In the 2006 census, Placentia's population was reported as 3,898, down significantly from the 2001 figure of 4,426. This population decline has been ongoing since the early 1990s; in the 1996 census, Placentia was, proportionately, the 2nd fastest shrinking town in Canada, dropping from 5,515 to 5,013 between 1991 and 1996.
It is unclear when Placentia was first settled by Europeans, but Basque fishermen were fishing in the area as early as the beginning of the 16th century, using Placentia as a seasonal centre of operations. "Placentia" may be derived from a similar name of an old Basque villa called Placencia de las Armas (Basque: Soraluze), which is located in the Gipuzkoa province of the Basque Country. Placentia may also be derived from the Latin placentia, a name also probably given by the Basques. Placentia's large, rocky beach meant that fish could be salted and dried on the beachrocks rather than on a constructed wooden fishing stage, saving both time and effort.
In 1655, the French, who controlled more than half of the island of Newfoundland, and most of Atlantic Canada, made Placentia (French: Plaisance) their capital. They built Fort Plaisance in 1662, which was followed by Fort Royal in 1687, and Fort Saint Louis in 1691. The establishment of a fort with a garrison allowed fishermen to pursue their activities with greater safety in neighbouring harbours. The French garrisons at Plaisance were small, but despite that fact, the soldiers and French privateers managed to hold their own in the face of numerous English attacks during the two major conflicts of the Nine Years' War and the War of the Spanish Succession, which marked the colony's history.
In 1713, the Treaty of Utrecht forced the French to abandon their Placentia Bay settlements and migrate to Louisbourg, and Placentia became a British possession. For a time in the 18th century, it still rivaled St. John's in size and importance, as evidenced by the future King William IV's summering at Placentia in 1786 and using it as his base of operations when acting as surrogate judge in Newfoundland. The town was described by the then-Prince as "a more decent settlement than any we have yet seen in Newfoundland" and was reported as having a population between 1500 and 2000 people. Considering that the population of Newfoundland was reported as 8,000 11 years earlier, in 1775, Placentia's relative size and importance becomes apparent.
By the 19th century, it was more fully eclipsed by St. John's and Harbour Grace, Placentia continued to be an important town, regional centre to the southern Avalon peninsula and the eastern Burin peninsula.
From the mid-18th century through to the 1830s, numerous Irish immigrants from Waterford, Wexford, Kilkenny and Cork settled in Placentia, so that the population of the modern town is largely of a mixture of West Country English and South-eastern Irish background. In the 18th century there were also a large number of settlers from the Channel Islands, from which Jerseyside, a prominent section of the town, derives its name.

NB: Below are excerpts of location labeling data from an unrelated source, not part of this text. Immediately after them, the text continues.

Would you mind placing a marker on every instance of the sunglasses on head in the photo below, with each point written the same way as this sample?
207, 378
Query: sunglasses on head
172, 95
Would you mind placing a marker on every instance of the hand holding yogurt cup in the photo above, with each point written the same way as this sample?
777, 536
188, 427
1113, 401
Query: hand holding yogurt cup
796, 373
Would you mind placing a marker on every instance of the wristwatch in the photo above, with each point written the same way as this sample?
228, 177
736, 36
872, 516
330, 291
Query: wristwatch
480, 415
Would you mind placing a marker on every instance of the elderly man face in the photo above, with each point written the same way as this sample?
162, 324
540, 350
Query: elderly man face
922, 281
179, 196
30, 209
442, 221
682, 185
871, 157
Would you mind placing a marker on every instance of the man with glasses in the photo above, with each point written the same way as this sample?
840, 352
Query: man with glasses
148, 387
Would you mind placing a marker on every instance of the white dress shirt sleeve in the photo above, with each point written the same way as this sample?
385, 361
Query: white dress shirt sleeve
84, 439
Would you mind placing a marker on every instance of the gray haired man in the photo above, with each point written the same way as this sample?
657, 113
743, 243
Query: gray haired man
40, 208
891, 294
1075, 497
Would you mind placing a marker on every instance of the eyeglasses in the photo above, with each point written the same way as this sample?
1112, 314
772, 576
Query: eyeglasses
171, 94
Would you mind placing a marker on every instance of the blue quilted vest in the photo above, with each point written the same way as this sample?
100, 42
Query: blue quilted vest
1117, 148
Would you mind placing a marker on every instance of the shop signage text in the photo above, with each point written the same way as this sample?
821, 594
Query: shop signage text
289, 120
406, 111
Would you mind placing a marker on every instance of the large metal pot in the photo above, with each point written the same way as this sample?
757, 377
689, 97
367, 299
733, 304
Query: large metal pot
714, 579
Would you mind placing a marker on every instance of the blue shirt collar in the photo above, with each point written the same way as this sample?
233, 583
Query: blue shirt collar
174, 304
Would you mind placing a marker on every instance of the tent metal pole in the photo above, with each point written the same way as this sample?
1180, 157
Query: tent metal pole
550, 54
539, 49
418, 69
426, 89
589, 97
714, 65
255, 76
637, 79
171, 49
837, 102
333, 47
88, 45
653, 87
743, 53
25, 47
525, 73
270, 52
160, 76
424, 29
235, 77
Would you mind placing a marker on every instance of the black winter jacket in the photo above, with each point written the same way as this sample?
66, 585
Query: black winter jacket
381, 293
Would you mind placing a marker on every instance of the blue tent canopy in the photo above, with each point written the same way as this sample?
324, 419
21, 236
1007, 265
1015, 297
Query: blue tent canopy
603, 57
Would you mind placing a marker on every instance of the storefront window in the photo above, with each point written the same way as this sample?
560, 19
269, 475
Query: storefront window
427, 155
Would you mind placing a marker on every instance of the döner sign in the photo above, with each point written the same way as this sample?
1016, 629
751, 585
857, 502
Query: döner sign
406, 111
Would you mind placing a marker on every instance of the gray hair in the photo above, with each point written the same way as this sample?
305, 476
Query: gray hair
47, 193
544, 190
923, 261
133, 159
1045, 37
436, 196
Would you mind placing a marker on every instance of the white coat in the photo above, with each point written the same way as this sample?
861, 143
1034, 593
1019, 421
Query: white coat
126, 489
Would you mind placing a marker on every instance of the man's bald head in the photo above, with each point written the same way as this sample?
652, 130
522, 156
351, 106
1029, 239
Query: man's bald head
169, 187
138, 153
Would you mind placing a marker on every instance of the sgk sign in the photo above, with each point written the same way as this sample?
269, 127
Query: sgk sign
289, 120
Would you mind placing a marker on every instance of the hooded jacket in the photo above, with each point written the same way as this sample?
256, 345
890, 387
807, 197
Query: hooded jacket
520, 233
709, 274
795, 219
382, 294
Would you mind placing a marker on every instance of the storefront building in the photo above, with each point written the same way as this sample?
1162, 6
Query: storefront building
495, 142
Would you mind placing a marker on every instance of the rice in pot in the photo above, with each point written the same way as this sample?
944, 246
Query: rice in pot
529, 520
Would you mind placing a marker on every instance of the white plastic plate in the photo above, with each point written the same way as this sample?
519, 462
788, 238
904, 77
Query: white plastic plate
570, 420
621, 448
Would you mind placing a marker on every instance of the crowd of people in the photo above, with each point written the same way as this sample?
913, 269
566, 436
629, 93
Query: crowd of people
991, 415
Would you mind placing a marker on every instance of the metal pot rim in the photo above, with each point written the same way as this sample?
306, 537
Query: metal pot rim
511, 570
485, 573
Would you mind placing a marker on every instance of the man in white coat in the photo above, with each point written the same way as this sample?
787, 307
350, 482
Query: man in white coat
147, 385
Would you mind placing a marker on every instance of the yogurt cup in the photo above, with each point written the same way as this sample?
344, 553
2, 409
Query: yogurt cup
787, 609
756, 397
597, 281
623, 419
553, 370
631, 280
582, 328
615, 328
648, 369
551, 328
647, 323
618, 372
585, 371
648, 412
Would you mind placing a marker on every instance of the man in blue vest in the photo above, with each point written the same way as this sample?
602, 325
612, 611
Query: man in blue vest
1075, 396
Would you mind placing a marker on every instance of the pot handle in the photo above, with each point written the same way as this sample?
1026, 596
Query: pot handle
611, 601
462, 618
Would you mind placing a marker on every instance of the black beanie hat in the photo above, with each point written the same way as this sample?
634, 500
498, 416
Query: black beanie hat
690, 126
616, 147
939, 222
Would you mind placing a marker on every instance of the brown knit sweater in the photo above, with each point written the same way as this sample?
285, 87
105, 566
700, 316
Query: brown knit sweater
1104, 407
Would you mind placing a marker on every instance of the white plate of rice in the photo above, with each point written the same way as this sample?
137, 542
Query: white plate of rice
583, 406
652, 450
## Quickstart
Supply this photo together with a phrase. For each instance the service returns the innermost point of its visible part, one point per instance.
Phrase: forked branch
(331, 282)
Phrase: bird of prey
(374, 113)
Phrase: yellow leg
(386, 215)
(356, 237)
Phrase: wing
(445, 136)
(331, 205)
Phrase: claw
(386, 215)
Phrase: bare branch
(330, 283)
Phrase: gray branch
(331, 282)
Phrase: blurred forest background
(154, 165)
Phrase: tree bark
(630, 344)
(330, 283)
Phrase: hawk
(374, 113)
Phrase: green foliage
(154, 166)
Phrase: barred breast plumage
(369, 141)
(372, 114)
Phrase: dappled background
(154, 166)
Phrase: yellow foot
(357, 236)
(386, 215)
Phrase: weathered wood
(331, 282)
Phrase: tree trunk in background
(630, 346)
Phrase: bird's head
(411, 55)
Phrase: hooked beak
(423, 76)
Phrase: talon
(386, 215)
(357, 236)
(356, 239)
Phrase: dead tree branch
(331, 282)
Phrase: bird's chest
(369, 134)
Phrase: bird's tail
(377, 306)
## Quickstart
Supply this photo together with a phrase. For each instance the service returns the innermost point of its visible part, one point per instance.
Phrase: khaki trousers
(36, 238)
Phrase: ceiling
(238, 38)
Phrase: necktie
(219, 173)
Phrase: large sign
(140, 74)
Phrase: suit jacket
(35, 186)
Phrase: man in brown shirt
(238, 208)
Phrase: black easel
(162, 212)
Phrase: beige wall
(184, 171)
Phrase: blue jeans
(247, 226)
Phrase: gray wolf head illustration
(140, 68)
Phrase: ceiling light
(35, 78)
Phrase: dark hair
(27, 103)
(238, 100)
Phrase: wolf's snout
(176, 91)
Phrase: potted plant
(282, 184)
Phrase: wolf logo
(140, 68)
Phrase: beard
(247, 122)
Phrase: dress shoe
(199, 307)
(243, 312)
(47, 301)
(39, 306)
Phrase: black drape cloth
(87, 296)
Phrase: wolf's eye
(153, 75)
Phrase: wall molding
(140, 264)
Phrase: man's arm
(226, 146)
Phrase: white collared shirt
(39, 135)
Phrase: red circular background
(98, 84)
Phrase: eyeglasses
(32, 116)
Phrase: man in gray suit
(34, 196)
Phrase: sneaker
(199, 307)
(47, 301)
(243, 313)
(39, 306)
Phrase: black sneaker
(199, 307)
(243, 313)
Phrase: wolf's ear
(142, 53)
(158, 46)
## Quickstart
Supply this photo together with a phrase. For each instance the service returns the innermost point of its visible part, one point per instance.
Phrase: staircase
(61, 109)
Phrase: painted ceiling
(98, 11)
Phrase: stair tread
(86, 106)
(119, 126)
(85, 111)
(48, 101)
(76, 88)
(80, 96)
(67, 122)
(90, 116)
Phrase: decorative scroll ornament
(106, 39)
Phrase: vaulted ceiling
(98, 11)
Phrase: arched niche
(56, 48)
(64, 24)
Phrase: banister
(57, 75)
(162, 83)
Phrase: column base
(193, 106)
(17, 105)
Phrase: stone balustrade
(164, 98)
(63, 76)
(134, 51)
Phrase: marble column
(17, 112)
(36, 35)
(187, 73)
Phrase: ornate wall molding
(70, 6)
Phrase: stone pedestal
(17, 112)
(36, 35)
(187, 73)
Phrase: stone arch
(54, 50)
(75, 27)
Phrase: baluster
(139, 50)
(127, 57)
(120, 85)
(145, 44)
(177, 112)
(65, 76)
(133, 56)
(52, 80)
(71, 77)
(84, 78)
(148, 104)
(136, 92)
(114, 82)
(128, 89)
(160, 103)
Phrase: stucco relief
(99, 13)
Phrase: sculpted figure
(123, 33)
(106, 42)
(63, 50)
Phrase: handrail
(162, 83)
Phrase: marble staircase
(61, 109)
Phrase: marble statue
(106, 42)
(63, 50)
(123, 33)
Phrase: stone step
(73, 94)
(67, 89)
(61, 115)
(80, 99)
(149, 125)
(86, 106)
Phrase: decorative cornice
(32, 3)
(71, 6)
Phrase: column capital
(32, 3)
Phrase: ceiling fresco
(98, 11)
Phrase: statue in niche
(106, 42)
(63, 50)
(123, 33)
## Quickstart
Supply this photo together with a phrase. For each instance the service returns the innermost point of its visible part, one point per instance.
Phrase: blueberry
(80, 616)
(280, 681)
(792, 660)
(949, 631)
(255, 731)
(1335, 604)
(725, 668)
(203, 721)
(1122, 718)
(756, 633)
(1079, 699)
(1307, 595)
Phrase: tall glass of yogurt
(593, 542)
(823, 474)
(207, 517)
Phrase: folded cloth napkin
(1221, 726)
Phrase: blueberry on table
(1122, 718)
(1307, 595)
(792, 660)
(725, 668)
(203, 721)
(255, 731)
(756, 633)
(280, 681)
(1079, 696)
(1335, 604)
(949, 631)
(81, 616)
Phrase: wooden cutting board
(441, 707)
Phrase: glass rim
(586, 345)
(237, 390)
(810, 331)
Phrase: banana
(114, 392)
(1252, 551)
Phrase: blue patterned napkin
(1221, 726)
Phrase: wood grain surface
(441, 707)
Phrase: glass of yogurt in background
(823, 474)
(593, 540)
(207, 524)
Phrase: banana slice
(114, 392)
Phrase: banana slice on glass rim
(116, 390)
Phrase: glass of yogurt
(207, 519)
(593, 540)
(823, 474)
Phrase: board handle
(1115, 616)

In 1940, via an agreement between the British and American governments (Newfoundland not joining Canada until 1949), a large American military base was constructed at nearby Argentia (which is now within the town of Placentia's boundaries). For a time, this was the largest American military base outside of the United States, and it played an integral role in World War II, earning the nickname "the Gibraltar of the Atlantic."
This huge development revolutionized the Placentia area both economically and culturally. Essentially, the American base introduced a widespread cash-based economy. Suddenly, people who had fished all of their lives (engaging in a type of barter system called the truck system) had access to good-paying jobs on the American base. American technology enriched the living standards of Placentia residents, while the local culture was influenced strongly by the American presence. Similarly, it prompted a huge population boom, growing from 1,900 people in 1935 to well over 8,000 in the 1960s (note: these figures account for the current boundaries of Placentia, which at the time consisted of 4 separate towns: Placentia, Dunville, Jerseyside, and Freshwater).
The post office was established in 1851. The first Postmistress in 1863 was Mary Morris.
The American base at Argentia was scaled back in the 1970s, and closed totally in 1994. This, along with the cod moratorium introduced by the Canadian government a few years' earlier, left the town of Placentia without an economic base for some time, although recent developments by Vale Inco are beginning to stabilize the town's rocky economic situation.